No, and I think this is really where the problem lies.  There should be lots more good stuff under there.  Do you have a backup of your apache.conf you can use to restore it?  If not, you could try to save what you can, delete it and reemerge Apache to get a default one as a starting point.

----------

## shinobSS

?! It came back with the same config file..

And, just to be sure, I purged all of my apache directories and files (except when it came to webmin) and re-emerged..same file.

Any ideas?

----------

## rac

Sorry, I must have been researching my post when your second one came in.  I interpreted your first post to mean that the end of your quote was the end of the file.

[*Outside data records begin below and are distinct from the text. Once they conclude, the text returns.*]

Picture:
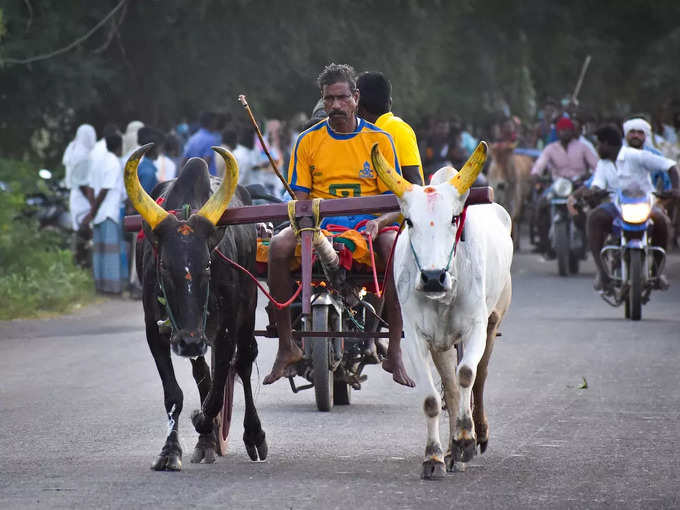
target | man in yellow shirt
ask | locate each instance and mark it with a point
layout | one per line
(375, 104)
(332, 159)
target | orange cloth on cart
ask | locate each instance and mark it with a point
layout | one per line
(354, 244)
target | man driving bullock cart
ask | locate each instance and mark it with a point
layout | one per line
(332, 160)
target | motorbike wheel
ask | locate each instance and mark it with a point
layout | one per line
(223, 418)
(562, 248)
(635, 291)
(322, 376)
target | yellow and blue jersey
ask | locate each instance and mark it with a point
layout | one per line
(327, 164)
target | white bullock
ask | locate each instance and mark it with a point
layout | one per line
(450, 292)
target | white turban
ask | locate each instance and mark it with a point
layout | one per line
(638, 125)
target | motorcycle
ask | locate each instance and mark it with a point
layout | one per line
(567, 238)
(629, 255)
(50, 208)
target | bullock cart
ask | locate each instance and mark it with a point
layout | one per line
(332, 324)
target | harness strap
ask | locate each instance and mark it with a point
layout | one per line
(459, 232)
(166, 302)
(276, 303)
(316, 212)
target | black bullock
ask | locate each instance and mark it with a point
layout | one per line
(193, 299)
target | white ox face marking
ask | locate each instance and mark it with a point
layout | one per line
(432, 215)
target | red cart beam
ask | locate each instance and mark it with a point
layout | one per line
(335, 207)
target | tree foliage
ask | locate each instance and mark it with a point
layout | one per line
(163, 60)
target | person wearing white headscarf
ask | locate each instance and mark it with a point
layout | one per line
(75, 161)
(637, 132)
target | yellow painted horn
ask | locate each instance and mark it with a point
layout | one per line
(152, 213)
(394, 182)
(214, 208)
(467, 175)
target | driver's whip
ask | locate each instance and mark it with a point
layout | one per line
(242, 100)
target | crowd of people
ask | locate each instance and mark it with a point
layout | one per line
(562, 138)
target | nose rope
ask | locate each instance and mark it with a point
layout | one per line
(460, 220)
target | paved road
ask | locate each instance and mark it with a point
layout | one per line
(81, 417)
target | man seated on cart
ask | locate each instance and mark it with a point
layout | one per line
(332, 159)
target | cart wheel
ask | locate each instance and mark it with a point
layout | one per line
(223, 418)
(322, 375)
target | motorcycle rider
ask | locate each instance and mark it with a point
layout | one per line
(568, 157)
(622, 167)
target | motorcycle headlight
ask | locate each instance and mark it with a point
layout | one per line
(636, 213)
(562, 187)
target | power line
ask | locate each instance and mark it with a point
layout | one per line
(70, 46)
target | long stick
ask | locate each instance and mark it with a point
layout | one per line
(242, 100)
(577, 89)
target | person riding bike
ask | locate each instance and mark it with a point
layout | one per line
(568, 157)
(332, 160)
(621, 168)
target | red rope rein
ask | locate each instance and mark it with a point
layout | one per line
(276, 303)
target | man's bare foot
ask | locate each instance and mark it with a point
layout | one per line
(284, 359)
(395, 366)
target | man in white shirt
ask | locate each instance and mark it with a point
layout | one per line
(105, 181)
(622, 168)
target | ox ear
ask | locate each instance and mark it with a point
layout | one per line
(467, 175)
(214, 208)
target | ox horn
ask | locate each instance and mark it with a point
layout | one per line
(388, 175)
(152, 213)
(214, 208)
(467, 175)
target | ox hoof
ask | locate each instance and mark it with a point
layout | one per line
(257, 451)
(433, 470)
(170, 459)
(463, 450)
(452, 466)
(202, 424)
(204, 452)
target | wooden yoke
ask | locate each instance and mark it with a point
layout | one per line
(277, 213)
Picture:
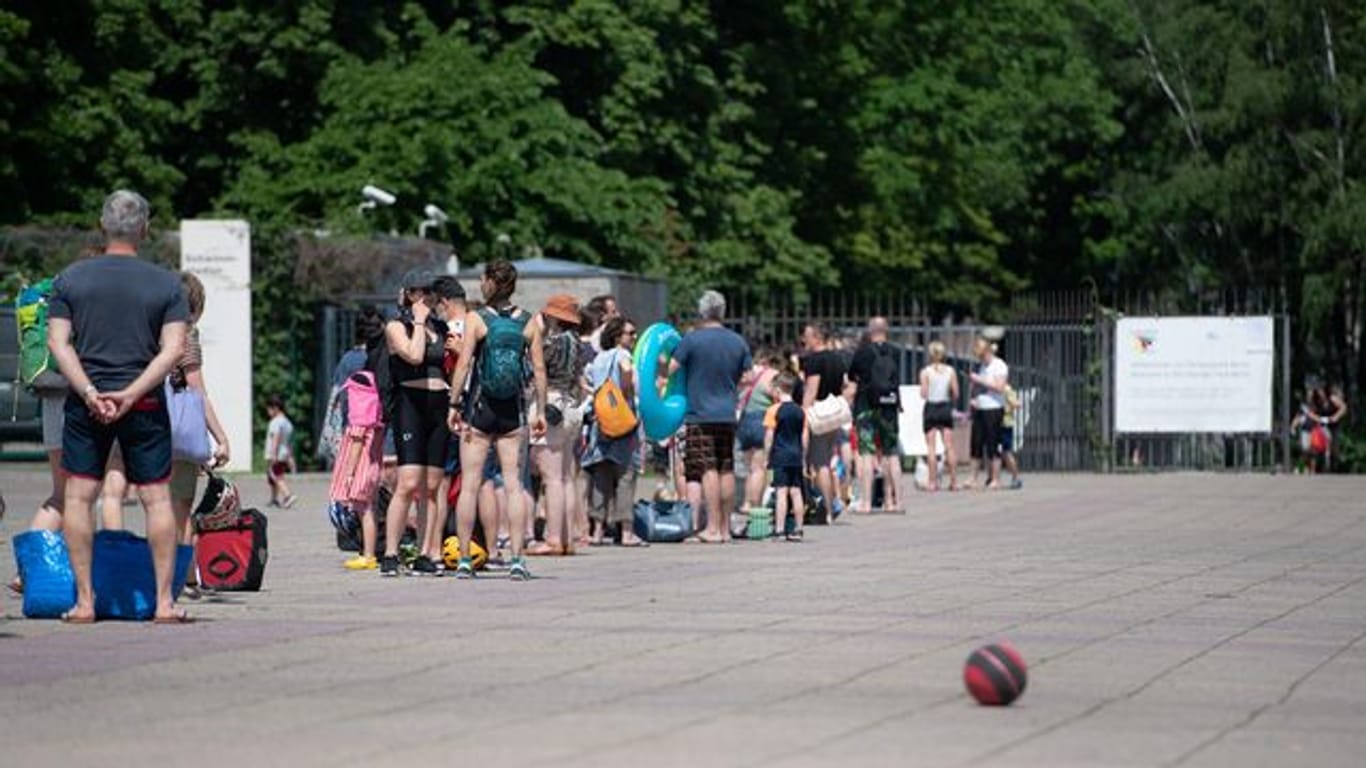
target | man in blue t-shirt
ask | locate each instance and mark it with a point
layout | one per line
(715, 360)
(116, 328)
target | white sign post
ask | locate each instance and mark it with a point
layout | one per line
(220, 254)
(1191, 375)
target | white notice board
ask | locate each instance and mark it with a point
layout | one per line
(1191, 375)
(220, 254)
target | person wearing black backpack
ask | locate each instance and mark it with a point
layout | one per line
(877, 406)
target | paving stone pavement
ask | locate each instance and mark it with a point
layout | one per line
(1168, 621)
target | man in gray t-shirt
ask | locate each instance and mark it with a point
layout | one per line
(116, 328)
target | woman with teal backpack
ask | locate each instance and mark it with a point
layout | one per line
(499, 338)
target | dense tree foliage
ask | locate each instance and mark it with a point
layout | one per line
(958, 151)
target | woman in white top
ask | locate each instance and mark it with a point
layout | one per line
(939, 390)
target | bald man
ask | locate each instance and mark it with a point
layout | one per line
(877, 406)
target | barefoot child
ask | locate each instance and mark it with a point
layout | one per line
(279, 458)
(786, 442)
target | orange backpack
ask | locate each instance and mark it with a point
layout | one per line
(612, 410)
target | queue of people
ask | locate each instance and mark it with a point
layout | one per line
(499, 406)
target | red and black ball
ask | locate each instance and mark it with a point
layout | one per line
(995, 674)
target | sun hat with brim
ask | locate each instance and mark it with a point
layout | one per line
(417, 279)
(563, 308)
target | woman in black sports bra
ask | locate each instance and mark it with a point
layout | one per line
(417, 349)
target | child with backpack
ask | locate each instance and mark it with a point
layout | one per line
(279, 454)
(355, 477)
(786, 442)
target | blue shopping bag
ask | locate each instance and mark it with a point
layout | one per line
(49, 588)
(123, 578)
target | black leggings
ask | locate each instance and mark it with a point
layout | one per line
(420, 431)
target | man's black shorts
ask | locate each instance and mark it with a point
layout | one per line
(986, 433)
(144, 437)
(708, 447)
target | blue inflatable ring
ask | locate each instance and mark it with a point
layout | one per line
(660, 416)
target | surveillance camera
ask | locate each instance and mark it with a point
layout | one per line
(435, 215)
(374, 194)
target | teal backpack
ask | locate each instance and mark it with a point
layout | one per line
(503, 360)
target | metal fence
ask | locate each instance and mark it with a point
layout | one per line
(1060, 350)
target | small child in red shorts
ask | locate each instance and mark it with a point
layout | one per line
(279, 455)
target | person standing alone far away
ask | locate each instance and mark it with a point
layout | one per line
(825, 372)
(715, 361)
(279, 453)
(116, 328)
(877, 406)
(988, 413)
(939, 390)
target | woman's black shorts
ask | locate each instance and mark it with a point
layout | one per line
(939, 416)
(496, 417)
(420, 432)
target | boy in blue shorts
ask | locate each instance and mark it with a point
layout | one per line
(786, 439)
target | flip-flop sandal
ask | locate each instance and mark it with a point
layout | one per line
(180, 618)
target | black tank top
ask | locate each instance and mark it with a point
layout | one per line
(433, 354)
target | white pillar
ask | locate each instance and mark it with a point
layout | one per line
(220, 254)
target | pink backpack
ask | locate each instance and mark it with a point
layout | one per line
(362, 401)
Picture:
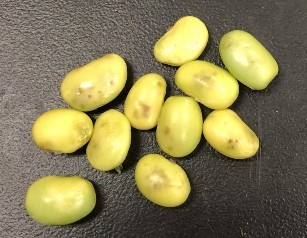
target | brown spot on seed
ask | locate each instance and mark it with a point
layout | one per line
(166, 130)
(145, 109)
(202, 79)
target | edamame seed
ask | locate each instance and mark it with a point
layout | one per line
(110, 142)
(180, 126)
(247, 59)
(228, 134)
(207, 83)
(62, 130)
(95, 84)
(144, 101)
(58, 200)
(185, 41)
(162, 181)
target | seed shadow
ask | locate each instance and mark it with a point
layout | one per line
(134, 151)
(98, 207)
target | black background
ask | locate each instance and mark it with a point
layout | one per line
(264, 196)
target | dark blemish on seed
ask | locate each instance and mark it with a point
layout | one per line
(166, 130)
(202, 79)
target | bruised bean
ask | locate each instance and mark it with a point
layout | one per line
(110, 142)
(95, 84)
(208, 84)
(62, 130)
(162, 181)
(228, 134)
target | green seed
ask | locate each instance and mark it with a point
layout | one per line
(57, 200)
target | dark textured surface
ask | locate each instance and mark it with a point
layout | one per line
(261, 197)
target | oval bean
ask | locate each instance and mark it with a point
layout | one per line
(247, 59)
(144, 101)
(228, 134)
(183, 42)
(62, 130)
(179, 127)
(208, 84)
(110, 142)
(95, 84)
(58, 200)
(161, 181)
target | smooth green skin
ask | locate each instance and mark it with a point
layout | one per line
(162, 181)
(58, 200)
(183, 42)
(62, 130)
(95, 84)
(110, 142)
(144, 101)
(247, 59)
(208, 84)
(225, 131)
(179, 127)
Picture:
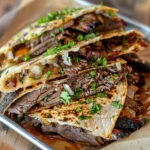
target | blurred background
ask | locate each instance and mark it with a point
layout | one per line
(135, 9)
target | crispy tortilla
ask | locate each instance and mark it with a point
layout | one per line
(36, 29)
(100, 124)
(8, 99)
(138, 45)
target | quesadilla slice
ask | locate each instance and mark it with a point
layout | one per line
(60, 62)
(57, 28)
(92, 116)
(90, 82)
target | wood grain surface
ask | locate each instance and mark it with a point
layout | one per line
(9, 140)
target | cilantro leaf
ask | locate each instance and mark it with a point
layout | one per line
(83, 117)
(116, 104)
(95, 108)
(65, 97)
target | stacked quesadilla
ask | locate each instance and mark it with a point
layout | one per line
(63, 75)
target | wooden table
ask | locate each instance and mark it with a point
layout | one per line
(9, 140)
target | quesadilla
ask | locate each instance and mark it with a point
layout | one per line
(90, 82)
(90, 119)
(65, 61)
(57, 28)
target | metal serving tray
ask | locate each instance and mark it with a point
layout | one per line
(131, 24)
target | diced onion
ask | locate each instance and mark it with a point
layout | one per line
(37, 70)
(66, 59)
(118, 66)
(68, 89)
(10, 55)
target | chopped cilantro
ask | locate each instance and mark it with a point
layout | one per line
(116, 104)
(65, 97)
(77, 93)
(101, 3)
(101, 95)
(104, 62)
(76, 59)
(47, 74)
(61, 30)
(95, 108)
(59, 48)
(89, 36)
(111, 79)
(78, 109)
(26, 57)
(99, 60)
(80, 37)
(46, 98)
(92, 74)
(110, 13)
(61, 70)
(52, 34)
(115, 75)
(83, 117)
(89, 100)
(80, 102)
(94, 86)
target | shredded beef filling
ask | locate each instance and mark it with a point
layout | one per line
(50, 94)
(84, 25)
(124, 126)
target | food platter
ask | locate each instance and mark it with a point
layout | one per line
(130, 25)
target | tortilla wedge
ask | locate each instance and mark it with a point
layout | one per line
(8, 55)
(14, 71)
(9, 99)
(100, 124)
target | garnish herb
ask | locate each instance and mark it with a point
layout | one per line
(46, 98)
(56, 15)
(80, 37)
(83, 117)
(101, 95)
(101, 3)
(78, 109)
(104, 62)
(52, 34)
(110, 13)
(99, 60)
(116, 104)
(111, 79)
(48, 115)
(76, 59)
(92, 74)
(59, 48)
(61, 70)
(65, 97)
(89, 36)
(95, 108)
(94, 86)
(47, 74)
(89, 100)
(115, 75)
(80, 102)
(77, 93)
(61, 30)
(26, 57)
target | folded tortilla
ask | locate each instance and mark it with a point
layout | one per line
(57, 62)
(100, 123)
(51, 31)
(90, 82)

What I have underneath that quote is ClearModuleList, followed by several AddModule directives that seem to mirror the LoadModules of the previous section.  Do you have this now?

I'm assuming you didn't have any errors emerging apache?  What version of the apache ebuild are you using?  I guess while we're at it, compiler version and CFLAGS might potentially be useful, too.

----------

## shinobSS

Apparently I missed something during my first nuking, because I went through and nuked everything again. This time I got a fresh apache.conf to work with, which interestingly enough, had the mod_vhost_alias built into it already...guess I must have fubarred my apache.conf alot more than i thought I did while going left with webmin  :Wink: 

I'll post once everything's in, see if I have the same problems..

----------

## shinobSS

Excellent..

After about 30 mins of building mod_ssl and mod_php, editing apache.conf and commonapache.conf, shinobi.mine.nu is back up.

Just one more step, and I'm done..and that's setting up another vhost for my IP.

Just out of curiosity, Rac, do you use vhosts? If so, how do you have it set up? 

Thanks =D

----------

## rac

 *shinobSS wrote:*   

> Just out of curiosity, Rac, do you use vhosts? If so, how do you have it set up? 

 

Yes, but not on Gentoo yet.  The virtual host apache installations I have set up run on Debian, and the basic idea is to specify NameVirtualHost *:portnum, where 80 is probably most common, but most of my vhosts use 443 for HTTPS.  Then I have several <VirtualHost> directives, with ServerName set to the name of the virtual host, and separate DocumentRoot, ErrorLog and TransferLog definitions.

I have the advantage of being able to request changes to the authoritative DNS records for the domain where these servers lie.

I have always found the Apache Virtual Hosting Documentation to be useful.

----------